Los temas que toca el discurso son claros, entre ellos se encuentra el reclamo al gobierno nacional por las constantes vulneraciones a los derechos de las personas LGBTIQ+. Por otro lado, se expresa el repudio a las medidas del gobernador Maximiliano Pullaro y sus funcionarios: la degradación del ex Ministerio de Igualdad, Género y Diversidad a Secretaría de Mujeres, Género y Diversidad y la falta de implementación de la reparación histórica a la población travesti-trans de Santa Fe.
Otro grito corta rotundamente las charlas banales que ocurren alrededor del predio: “¿Dónde carajos está Tehuel?” y el escalofrío de la ausencia recorre la piel de los presentes. El ambiente en el Molino ha cambiado levemente, la fiesta continúa desarrollándose, pero la lectura del documento deja claro que la comunidad no solo sale a la calle para mostrarse feliz. La Marcha del Orgullo tiene sus consignas y la alegría es una apuesta política.

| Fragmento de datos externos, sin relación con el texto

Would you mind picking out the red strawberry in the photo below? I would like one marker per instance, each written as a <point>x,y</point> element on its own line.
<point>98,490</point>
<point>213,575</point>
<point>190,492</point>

“Uno siente el deber de venir a marchar más que cualquier otro año” afirma Catalina Lafranconi y su figura contrasta con la performance de Rivera's House que ocurre a unos metros de ella sobre el escenario. La piba, de semblante serio pero con un aura amable, continúa: “Hay un estado de apatía muy profundo por sentir que somos cada vez menos en la calles y que para quienes tendrían que estar acompañándonos a nivel políticas públicas somos solo un eslogan. Los dirigentes políticos tendrían que actuar. No haciendo que el orgullo sea una cuestión saldada sino renovando constantemente la apuesta contra todas las cosas que todavía faltan”. La mirada dura de Lafranconi no deja espacios a contradicciones y al ser interpelada sobre el carácter de fiesta que adquiere la lucha de la comunidad su respuesta es tajante: “El disfrute es lo más anticapitalista que podemos hacer. Gozar es un acto político que elegimos frente a tener una calidad de vida de mierda”, sostiene.
El futuro lo hacemos nosotres
Para las 20:00 la sorpresa de los ajenos a la movilización se disipa en el aire de una calurosa tarde de sábado. Familias, jóvenes y adultos toman asiento sobre el cemento tibio de la explanada del Molino. Sobre el escenario, una mujer con un diminuto traje rojo baila con ímpetu. El microtop colorado hace contraste con su piel tostada y una estela de tul flamea en el aire con cada movimiento. Uno tras otro, los actos encienden a un público que no muestra señales de cansancio. Un chico eufórico se abre paso entre la multitud, su aura eléctrica no lo frena de preguntar a quien se cruza en su camino: “¿Te puedo poner glitter?”. Jeremías Carbonel da la sensación de tener en claro muchas cosas, sobre todo su mirada sobre el futuro. “Lamentablemente la situación para la comunidad no es buena, pero logramos salir siempre a flote. Tratamos de sobrellevarlo, como todos los trolos. Tengo esperanza de que el futuro va a ser mejor, y sino lo vamos a cambiar nosotres”, sostiene tranquilamente mientras pincela la cara de una chica con purpurina. Antes de continuar su camino hacia alguna parte, Jeremías lanza una sonrisa al aire y se pierde entre la gente, probablemente, en búsqueda de otro rostro al que abrillantar con alegría. Aquí la resistencia adquiere la matriz festivalera de quienes no abandonan la memoria, se aferran con uñas y dientes a sus derechos y apuestan a la comunidad como espacio de lucha.